# Country Club After School



## Shay1885 (May 13, 2018)

I have two terms left of Culinary school before I begin my externship, and after a lot of thought I have decided I would like to do my externship in either a country club or in a resort, because I love banquet style dining and the diversity of that avenue. My main problem is that I do not know what country club or resort I would like to work in. I have been doing a lot of research and have been looking into different country clubs in NY. Does anyone have any advice on where would be a good place to work?


----------



## sgsvirgil (Mar 1, 2017)

Hi Shay1885 and welcome to CT! 

Country clubs and resorts in New York tend to be a seasonal industry that runs from around April to as late as October or until the snow flies, whichever comes first. You would be on your own for the off season to find suitable work.

If you are intent on doing your externship in a resort or country club, I would recommend looking in a region where these places are open year round.
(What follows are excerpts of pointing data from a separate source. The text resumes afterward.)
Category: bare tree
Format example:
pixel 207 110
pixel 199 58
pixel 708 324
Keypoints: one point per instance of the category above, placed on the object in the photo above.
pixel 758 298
You may also want to look into any available opportunities aboard cruise lines if high volume food service is your goal. 

Good luck.


----------



## Shay1885 (May 13, 2018)

Thank you very much for the advice. Right Now I am looking at Westchester Country Club in Rye NY. I haven't really looked too much into cruise lines, but that was what originally got me into thinking of joining the industry.


----------



## thesoupbuddhist (Apr 16, 2016)

Go somewhere exotic and aim high. Four Seasons have resorts in great places and will look great on your resume and you get to see the world. You have the rest of your life to work in NY. Best of luck !!!


----------